I understand the reasons we had to walk away. I understand even more why we can’t seem to let go as if we are simply hitting pause and hoping we can hit play again.
There are so many unknowns, what ifs, and unanswered questions. But between the angry outbursts and mascara running down my face, there’s something you should know.
I never intended for us to end up this way.
I know you didn’t either.
I wanted the band on my left hand, the wedding vows in front of our family, and a future with you holding my heart. I wanted to create a life with you in which we created a life together. The house on a quiet street, coffee brewing in the morning, and the kids running around so loudly that it's impossible to hear your own thoughts.
But it seems as if you were scared away; scared away by the temptation, resentment, and the unknown. You were scared away by mistakes made and lost identities. We run to each other in despair, desperately searching for what we lost.
I take two steps forward and you take one step back. We’re stuck in the in-between of love and confusion, just filling us with more of the unknown.

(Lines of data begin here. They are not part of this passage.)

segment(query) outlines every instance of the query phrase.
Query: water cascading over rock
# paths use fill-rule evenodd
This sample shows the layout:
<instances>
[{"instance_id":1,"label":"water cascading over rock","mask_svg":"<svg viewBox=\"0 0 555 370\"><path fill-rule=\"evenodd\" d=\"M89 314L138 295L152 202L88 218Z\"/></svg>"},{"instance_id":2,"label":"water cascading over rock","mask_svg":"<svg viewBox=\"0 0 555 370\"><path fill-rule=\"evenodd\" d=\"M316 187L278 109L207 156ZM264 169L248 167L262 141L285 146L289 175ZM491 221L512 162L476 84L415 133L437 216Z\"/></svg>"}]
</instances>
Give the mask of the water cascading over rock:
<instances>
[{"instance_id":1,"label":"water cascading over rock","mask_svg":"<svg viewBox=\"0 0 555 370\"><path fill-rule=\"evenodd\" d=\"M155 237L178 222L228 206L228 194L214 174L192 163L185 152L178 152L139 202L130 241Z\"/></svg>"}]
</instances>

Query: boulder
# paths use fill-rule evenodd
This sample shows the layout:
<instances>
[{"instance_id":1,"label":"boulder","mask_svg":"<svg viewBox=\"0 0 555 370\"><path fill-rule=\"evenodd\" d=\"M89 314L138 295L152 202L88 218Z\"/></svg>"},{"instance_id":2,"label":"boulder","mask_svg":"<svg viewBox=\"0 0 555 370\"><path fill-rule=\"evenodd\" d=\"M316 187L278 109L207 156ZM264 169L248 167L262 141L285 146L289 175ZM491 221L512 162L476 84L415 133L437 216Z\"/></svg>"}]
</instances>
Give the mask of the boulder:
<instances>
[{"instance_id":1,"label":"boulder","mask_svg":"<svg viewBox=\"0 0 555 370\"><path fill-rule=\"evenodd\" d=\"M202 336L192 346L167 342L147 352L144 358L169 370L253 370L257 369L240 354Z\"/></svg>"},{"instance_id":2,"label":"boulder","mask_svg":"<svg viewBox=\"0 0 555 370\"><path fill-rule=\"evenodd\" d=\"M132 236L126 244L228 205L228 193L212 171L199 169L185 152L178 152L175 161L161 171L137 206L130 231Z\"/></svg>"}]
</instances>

Yet if I had to bet my life that we would end up together, I would put money on it every time. We loved strongly and whole-heartedly, and it was second nature giving you my heart. I never had to question if what we had, and what still exists between us now, was real.
Through the ups and downs, through the broken promises and tattered hearts, you are my best friend and my support system.
We can make each other laugh to the level of snorting, piggyback rides are a common occurrence, and playing rock-paper-scissors is a legitimate form of decision making. We know that our favorite words are often too vulgar for others and that I could always kick your butt in Battleship.
I know in my heart that the path to us is the right one, but it's foggy and I’m struggling to see, attempting to make my way to shore. I know that trust and forgiveness are on that path as well, begging to be found like the only lighthouse in the foggy distance.